KARINA MENDRECZKY & KATALIN KORTMANN JÁRAY
Oasis
23.02. – 07.05.2023
MQ Salon
Tue-Sun & holidays 10-18h l free admission
Environmental catastrophes and bleak prognoses for the future of life on earth – the climate crisis has become part of our everyday life, and is determining our life reality to an ever-greater extent. Our emotional relationship to nature is thus often burdened with guilt, since we human beings are responsible for the destruction of our environment. Even if there is the will to bring about a sustainable society, the political and individual scope for action nonetheless has its limits. The oscillation between power and powerlessness that results from this is shaping philosophical, ethical-moral, and spiritual discourses and raises questions that occupy many individuals.
In their artistic work, Karina Mendreczky and Katalin Kortmann Járay take up animist motifs and conceptual worlds. Animism is based on the belief that all elements in nature, both living creatures and inanimate objects have a spiritual essence. While animist thought has always been a central component of many indigenous religions, it is also currently being given new attention in Western societies: as a relationship to the world that emphasizes the mutual interdependency of all things, that regards the boundaries between species, between oneself and the world as fluid. Since with the environmentally destructive lifestyles of the present, a relationship to the world that is based on differentiation, objectification, and hierarchization becomes questionable.
Oasis is a subtly composed, extensive installation of sculptures, photographs, printed textiles, and drawings that is supplemented with a sound component. In it, Mendreczky (*1988 in Budapest, Hungary) and Kortmann Járay (*1986 Budapest, Hungary) take up both spiritual narratives and personal family histories and translate them into unusual pictures and objects that seem alien and familiar to us at the same time. Besides set pieces from nature like shells and sand, the space is populated with hybrid creatures with human traits and plant characteristics or that represent a merging of animal and object. They are free interpretations of elements and motifs from old fairy tales and myths. There are also spiritual-religious symbols such as the pomegranate, date palms, or folded hands, as well as historical photographs from family albums in which a particular aura is inherent. Female figures are positioned in various places in the space and sustain the mystical scenery.
As a whole, the objects form a magical-seeming, fairytale-like arrangement, a sort of surreal cabinet of curiosities that evokes the interconnectedness of all beings.
Curator: Verena Kaspar-Eisert
About the artists:
Karina Mendreczky (*1988) lives and works in Vienna and Budapest. She completed her studies of graphic design and printing (MA) at the Angewandte Universität (University of Applied Arts) in Vienna in 2015. From 2014 to 2015, she participated in an Erasmus exchange at the University of the Arts London in the field of print- and time-based media. After completing her diploma, she was awarded the Prize of the Kunsthalle Wien in 2015.

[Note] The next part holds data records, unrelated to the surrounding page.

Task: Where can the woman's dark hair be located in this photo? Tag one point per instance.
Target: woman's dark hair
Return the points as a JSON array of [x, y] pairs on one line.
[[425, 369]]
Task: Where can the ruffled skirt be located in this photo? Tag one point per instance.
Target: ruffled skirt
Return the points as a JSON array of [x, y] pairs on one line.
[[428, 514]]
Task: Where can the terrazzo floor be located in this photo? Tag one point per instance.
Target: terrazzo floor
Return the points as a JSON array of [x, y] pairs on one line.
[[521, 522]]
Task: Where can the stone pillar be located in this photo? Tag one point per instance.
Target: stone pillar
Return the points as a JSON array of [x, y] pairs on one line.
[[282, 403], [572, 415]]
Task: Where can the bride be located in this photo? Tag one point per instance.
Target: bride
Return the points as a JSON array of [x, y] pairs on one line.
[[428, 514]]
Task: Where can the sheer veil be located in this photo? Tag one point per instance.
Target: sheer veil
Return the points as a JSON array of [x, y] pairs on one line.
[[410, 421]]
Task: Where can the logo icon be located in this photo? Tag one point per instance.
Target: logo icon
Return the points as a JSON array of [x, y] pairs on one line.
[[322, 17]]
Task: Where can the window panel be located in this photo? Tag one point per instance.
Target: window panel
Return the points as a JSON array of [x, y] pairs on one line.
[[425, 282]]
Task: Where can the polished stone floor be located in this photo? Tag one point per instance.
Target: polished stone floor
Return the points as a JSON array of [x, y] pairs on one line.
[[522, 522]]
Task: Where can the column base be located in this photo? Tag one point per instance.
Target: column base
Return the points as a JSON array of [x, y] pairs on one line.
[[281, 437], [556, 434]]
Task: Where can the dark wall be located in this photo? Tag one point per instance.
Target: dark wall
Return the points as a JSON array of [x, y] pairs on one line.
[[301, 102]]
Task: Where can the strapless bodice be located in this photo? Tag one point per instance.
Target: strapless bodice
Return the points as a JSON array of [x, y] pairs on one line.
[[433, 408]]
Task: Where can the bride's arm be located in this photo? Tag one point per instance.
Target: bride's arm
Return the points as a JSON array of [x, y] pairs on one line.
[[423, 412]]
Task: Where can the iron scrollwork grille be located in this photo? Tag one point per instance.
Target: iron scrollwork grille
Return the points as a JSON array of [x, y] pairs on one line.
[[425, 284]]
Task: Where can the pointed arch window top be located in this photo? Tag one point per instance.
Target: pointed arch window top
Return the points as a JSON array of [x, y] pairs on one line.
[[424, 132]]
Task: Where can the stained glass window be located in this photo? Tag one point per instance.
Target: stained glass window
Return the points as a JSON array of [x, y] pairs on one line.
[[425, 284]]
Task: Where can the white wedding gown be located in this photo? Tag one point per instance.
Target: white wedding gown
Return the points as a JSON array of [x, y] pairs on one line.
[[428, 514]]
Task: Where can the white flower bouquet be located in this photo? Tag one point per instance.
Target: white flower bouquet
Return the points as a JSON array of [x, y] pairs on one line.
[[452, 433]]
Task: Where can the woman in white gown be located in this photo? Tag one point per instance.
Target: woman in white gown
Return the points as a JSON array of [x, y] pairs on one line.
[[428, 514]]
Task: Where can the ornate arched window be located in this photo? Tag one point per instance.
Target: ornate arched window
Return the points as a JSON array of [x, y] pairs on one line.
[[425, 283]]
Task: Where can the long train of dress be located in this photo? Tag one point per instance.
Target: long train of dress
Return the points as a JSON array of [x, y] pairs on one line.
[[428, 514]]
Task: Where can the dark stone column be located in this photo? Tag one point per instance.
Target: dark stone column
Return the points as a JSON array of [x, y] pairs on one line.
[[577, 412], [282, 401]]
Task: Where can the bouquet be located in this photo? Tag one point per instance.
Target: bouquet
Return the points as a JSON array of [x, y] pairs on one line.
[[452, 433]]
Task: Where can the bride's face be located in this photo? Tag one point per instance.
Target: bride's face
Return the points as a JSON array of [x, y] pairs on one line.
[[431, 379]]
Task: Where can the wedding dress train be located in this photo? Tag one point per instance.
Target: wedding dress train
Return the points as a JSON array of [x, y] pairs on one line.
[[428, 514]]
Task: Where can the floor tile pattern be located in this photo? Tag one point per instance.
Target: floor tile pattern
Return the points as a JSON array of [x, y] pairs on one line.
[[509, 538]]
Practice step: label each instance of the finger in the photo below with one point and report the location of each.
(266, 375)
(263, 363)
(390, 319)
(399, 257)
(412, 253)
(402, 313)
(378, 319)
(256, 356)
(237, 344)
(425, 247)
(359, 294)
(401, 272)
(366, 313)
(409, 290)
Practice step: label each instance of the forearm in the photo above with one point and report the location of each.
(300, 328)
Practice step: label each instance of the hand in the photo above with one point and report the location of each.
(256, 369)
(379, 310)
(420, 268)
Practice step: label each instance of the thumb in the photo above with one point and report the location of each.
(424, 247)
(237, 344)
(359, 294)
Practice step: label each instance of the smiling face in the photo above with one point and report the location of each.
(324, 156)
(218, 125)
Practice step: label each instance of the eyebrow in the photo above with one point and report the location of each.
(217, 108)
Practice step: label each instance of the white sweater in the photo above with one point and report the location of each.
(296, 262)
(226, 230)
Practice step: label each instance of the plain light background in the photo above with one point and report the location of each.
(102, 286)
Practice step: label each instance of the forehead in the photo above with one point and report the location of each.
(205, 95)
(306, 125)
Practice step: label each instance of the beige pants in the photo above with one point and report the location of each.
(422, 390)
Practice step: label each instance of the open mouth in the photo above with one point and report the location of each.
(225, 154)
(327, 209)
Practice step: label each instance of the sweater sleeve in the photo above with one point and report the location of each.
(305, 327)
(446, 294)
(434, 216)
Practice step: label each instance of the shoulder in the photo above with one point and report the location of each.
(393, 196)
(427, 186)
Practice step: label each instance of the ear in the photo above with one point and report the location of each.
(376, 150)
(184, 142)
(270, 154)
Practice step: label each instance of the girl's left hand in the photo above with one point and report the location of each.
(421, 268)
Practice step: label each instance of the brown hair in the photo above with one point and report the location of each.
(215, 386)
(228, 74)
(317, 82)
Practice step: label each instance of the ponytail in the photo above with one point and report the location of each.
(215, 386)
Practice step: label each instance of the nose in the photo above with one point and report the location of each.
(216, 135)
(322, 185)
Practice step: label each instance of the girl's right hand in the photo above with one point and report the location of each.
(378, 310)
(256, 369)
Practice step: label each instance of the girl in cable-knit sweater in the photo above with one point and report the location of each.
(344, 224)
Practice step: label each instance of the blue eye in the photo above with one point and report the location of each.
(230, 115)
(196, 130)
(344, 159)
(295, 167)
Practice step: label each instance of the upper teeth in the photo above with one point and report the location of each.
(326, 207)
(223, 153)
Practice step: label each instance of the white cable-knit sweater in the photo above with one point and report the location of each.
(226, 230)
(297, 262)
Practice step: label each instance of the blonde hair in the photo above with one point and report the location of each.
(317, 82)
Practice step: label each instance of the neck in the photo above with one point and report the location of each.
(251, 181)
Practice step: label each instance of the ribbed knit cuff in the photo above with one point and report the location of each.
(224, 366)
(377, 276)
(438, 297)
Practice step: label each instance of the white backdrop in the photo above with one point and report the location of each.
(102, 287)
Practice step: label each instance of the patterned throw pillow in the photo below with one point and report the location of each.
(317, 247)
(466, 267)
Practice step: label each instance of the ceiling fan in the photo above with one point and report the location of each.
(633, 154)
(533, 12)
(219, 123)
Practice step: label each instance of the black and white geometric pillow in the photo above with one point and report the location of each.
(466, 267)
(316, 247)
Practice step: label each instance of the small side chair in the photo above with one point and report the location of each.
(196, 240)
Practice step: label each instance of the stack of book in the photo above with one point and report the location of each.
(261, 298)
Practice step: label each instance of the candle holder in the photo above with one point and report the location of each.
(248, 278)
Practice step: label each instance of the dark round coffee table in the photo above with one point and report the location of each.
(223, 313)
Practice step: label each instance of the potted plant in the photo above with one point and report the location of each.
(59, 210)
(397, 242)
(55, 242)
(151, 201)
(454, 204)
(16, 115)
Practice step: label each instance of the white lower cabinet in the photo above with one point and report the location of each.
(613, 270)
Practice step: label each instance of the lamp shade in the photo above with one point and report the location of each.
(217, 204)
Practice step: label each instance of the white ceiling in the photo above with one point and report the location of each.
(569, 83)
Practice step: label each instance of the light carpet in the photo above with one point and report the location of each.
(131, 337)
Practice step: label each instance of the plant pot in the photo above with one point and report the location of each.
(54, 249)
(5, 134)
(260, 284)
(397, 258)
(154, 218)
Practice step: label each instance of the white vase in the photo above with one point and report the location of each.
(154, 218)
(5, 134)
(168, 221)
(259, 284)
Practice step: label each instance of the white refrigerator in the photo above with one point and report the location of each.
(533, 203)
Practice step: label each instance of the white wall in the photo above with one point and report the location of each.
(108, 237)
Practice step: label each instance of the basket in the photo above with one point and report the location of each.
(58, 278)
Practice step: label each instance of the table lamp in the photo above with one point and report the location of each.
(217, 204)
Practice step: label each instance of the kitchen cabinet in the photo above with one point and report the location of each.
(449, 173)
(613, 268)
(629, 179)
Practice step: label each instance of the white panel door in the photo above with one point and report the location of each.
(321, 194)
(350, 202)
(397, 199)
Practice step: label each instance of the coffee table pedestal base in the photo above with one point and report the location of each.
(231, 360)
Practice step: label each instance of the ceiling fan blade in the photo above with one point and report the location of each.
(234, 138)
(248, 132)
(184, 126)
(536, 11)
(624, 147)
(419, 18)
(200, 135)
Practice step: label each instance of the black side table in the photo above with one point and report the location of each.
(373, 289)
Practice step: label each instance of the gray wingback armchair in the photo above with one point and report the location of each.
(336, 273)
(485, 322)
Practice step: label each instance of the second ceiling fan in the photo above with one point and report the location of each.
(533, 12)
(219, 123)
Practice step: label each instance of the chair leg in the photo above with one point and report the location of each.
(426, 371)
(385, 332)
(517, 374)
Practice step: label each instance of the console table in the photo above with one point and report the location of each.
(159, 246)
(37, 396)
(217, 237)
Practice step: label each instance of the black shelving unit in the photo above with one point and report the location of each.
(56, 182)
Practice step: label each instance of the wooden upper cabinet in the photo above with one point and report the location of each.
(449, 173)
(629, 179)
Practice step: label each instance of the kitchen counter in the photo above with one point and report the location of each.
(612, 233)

She has been represented by the Galerie Rudolf Leeb since 2019. Her works deal with human and social identity, on both a collective and perso-nal level. Childhood memories thus serve her as a starting point. Her works display recurring elements like photocollages, etchings, and scratchings on acrylic glass. She often works with translucent structures and makes use of the effect of light and shadow.
Katalin Kortmann Járay (*1986) lives and works in Budapest. She attended the Hungarian University of Fine Arts (HUFA) and the Academy of Fine Arts in Munich between 2006 and 2012. Her work has been represented in international group exhibitions, biennials, triennials, and award presen-tations. In her installations, she occupies herself with the effects of culture on human perception, the experience of globality, and the characteristics of a connection to locations associated with this. She looks for constellations of human perception along the interfaces between nostalgia and utopia, descendants and ancestors, childhood and adulthood, memory and fictions.